Herp Keepers also participate in Keeper Talks, including a special 3:00 Keeper Talk featuring a crocodile feeding on Wednesdays and Sunday from June through August (weather permitting). Throughout the day, they try to take a few minutes to visit with guests and answer any questions they may have about animals in their care.

The day ends with afternoon feedings and a final walk through to check on each animal before heading out for the night.

About Lauren

Lauren is a Zoo Keeper in our Herpetology Department who came to the Greensboro Science Center in December of 2009. Her favorite part of working at the GSC is talking with the public – especially when they take special interest in the animals she cares for.
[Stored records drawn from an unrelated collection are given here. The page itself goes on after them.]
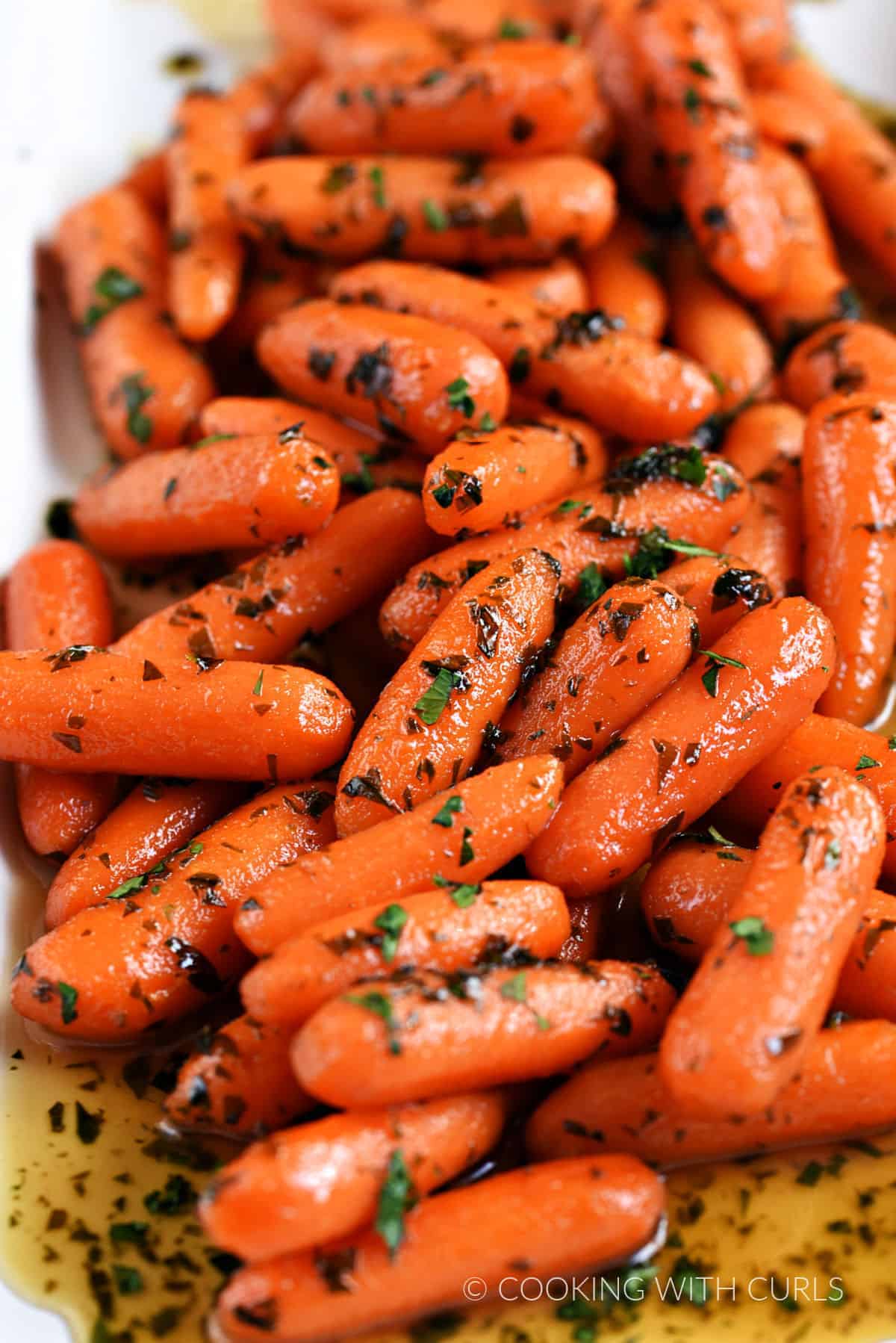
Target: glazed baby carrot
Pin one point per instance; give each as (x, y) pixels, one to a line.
(403, 375)
(504, 809)
(158, 818)
(689, 748)
(423, 1035)
(610, 664)
(426, 730)
(704, 125)
(447, 930)
(586, 363)
(844, 1090)
(503, 210)
(841, 358)
(207, 148)
(139, 961)
(613, 1203)
(718, 331)
(238, 1082)
(482, 478)
(815, 866)
(517, 99)
(622, 279)
(849, 508)
(311, 1185)
(262, 610)
(228, 491)
(57, 594)
(90, 711)
(608, 528)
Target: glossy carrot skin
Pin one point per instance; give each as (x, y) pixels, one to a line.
(90, 711)
(262, 610)
(311, 1185)
(815, 866)
(609, 665)
(453, 1032)
(844, 1090)
(231, 491)
(171, 947)
(238, 1083)
(57, 595)
(435, 934)
(410, 748)
(602, 530)
(849, 506)
(512, 99)
(391, 371)
(504, 806)
(426, 208)
(689, 748)
(586, 365)
(156, 819)
(615, 1203)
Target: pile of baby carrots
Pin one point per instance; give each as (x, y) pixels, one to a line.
(501, 362)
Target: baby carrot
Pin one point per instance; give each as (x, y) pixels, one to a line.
(211, 496)
(706, 128)
(426, 730)
(262, 610)
(444, 930)
(238, 1082)
(158, 818)
(844, 1090)
(403, 375)
(781, 950)
(314, 1183)
(622, 279)
(689, 748)
(849, 506)
(613, 1203)
(609, 665)
(423, 1035)
(482, 478)
(841, 358)
(492, 212)
(57, 594)
(207, 148)
(139, 961)
(90, 711)
(503, 807)
(586, 363)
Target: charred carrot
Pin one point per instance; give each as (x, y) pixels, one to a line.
(482, 478)
(615, 1203)
(679, 757)
(503, 807)
(423, 1035)
(314, 1183)
(403, 375)
(89, 711)
(171, 947)
(425, 732)
(610, 664)
(447, 930)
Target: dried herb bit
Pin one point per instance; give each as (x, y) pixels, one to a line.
(756, 937)
(398, 1196)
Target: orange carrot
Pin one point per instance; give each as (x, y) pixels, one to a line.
(426, 730)
(445, 930)
(422, 1033)
(689, 748)
(140, 961)
(504, 807)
Her favorite animal is Maggie, the Rhinoceros Iguana. She has been training her to “station,” a process designed to help with food aggression. When Lauren tells Maggie to station, she will walk onto her platform where she is rewarded with food. Lauren is then able to put down her food bowl without Maggie interfering. If Maggie disobeys, she is subjected to a time out which means Lauren leaves the room for a minute. Maggie is learning that when she disobeys, it takes longer for her to get her food. She is also learning to “target” which means she walks to the target (a tennis ball on a stick) and taps it with her nose. When she follows instructions, she’s rewarded with food. This process allows keepers to direct her where to go when necessary.

Maggie Learning To Target

Maggie Learning To Target

Meet The Keeper: Carmen

About Carmen

Keeper Carmen is one of the newer zoo keepers at the Greensboro Science Center. She graduated college as a vet tech in 2006 and came to us from the North Carolina Aquarium at Pine Knoll Shores where she worked mostly with penguins and raptors.

Her past experience has mostly dealt with aquatic animals. She has been a dolphin trainer at Discovery Cove in Orlando. She also has experience training sharks, which she said is actually quite difficult because, despite their reputation as aggressive predators, they are not very food-motivated.
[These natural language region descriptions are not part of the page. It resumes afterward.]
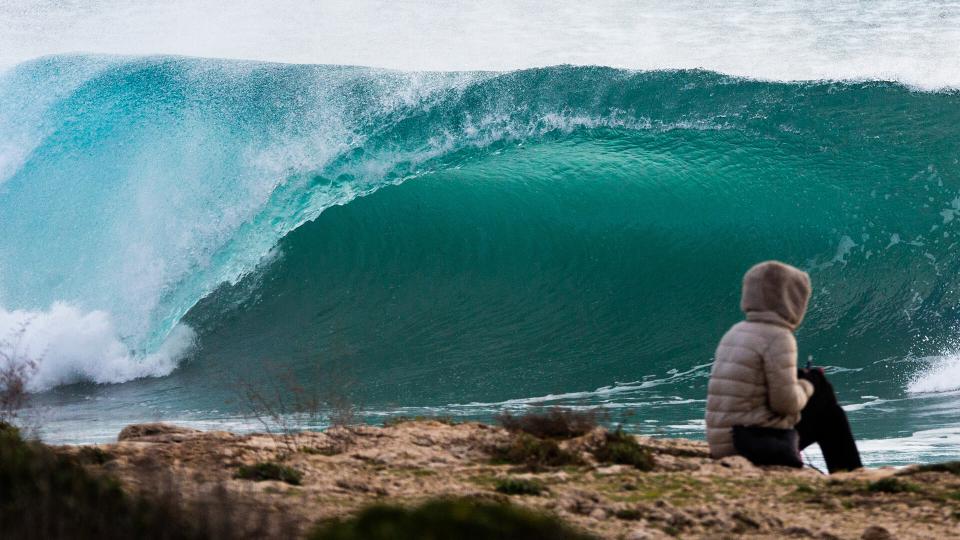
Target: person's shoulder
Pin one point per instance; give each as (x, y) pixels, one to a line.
(771, 334)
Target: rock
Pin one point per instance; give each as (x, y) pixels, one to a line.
(876, 532)
(155, 432)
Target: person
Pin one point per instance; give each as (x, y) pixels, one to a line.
(756, 396)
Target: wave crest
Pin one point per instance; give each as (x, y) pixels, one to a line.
(68, 345)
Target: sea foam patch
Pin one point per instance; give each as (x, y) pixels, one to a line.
(941, 375)
(67, 345)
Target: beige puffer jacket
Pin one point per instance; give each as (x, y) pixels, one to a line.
(754, 377)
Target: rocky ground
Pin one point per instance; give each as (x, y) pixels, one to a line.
(686, 495)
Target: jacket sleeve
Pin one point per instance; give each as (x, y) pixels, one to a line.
(786, 394)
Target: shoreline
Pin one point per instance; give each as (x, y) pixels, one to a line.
(684, 494)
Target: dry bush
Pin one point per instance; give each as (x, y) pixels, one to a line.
(286, 409)
(533, 454)
(553, 423)
(16, 370)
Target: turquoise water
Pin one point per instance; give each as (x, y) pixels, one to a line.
(460, 242)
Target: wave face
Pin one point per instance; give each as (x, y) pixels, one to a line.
(467, 237)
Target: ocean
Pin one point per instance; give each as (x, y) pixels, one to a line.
(459, 209)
Keeper Carmen with Animals In Her Care

Keeper Carmen with Animals In Her Care

Carmen’s favorite thing about working in the GSC’s Carolina SciQuarium is the variety of animals she gets to work with. On a daily basis, she gets to work with penguins, a sloth, otters, a fishing cat and more. She is particularly fond of working with the penguins because they have such unique personalities. She truly enjoys working at the GSC and credits the likable staff and positive work environment for making the Center such a great place to work.

About Carmen’s Work

A typical day for keepers like Carmen, who work primarily in the SciQuarium, begins with cleaning exhibits. From the cleaning up waste to scrubbing windows, they make sure each exhibit is clean and ready for the animals to enter. They put out fresh water and food, then release the animals into the exhibits from their back holding areas. Overall, this process takes about an hour and a half and is done before the SciQuarium opens to the public.

Next, Carmen and her team prepare fish for the 10:00am penguin feeding (please keep in mind that the feeding schedule is always subject to change). After the feeding, keepers clean the back holding areas, rinse the penguin deck and prepare diets for the animals. At around 1:30pm, they switch out which set of otters are on exhibit so each pair gets some time with the public each day.
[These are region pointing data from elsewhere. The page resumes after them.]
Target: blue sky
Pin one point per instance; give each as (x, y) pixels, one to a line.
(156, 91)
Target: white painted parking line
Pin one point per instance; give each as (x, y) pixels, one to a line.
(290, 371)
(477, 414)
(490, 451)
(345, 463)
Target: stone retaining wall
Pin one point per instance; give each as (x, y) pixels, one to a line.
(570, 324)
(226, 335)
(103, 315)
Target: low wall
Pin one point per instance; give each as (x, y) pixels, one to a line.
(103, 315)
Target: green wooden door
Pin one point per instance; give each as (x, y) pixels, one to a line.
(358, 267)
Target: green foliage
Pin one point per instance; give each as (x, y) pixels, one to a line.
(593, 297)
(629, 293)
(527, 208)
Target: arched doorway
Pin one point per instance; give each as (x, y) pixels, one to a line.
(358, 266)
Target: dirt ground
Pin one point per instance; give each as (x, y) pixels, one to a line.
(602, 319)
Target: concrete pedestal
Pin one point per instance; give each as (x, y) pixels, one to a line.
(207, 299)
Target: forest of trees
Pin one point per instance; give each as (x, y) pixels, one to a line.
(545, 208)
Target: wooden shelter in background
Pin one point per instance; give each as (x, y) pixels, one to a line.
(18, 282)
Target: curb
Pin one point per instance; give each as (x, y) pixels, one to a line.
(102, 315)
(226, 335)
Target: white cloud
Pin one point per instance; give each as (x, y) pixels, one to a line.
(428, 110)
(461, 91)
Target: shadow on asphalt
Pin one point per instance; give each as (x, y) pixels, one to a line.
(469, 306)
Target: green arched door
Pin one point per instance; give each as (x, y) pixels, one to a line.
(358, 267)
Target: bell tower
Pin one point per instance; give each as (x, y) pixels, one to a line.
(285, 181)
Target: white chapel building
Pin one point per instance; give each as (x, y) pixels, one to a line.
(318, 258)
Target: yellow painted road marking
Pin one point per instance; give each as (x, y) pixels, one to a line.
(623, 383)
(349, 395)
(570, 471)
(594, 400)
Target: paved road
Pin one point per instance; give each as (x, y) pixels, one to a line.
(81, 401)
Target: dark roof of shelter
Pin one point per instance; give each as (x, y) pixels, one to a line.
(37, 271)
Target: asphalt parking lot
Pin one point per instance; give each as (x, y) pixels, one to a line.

Carmen with One of Our African Penguins

Carmen with One of Our African Penguins

The afternoons are typically filled with projects such as repurposing equipment, fixing anything may need attention and completing paperwork. At 3:00pm, the penguins are fed again (again, the schedule is subject to change). After the penguin feeding, keepers finish up projects and get ready to prepare the animals for closing. They prepare and distribute animal enrichment and get the animals into their back holding areas for the night.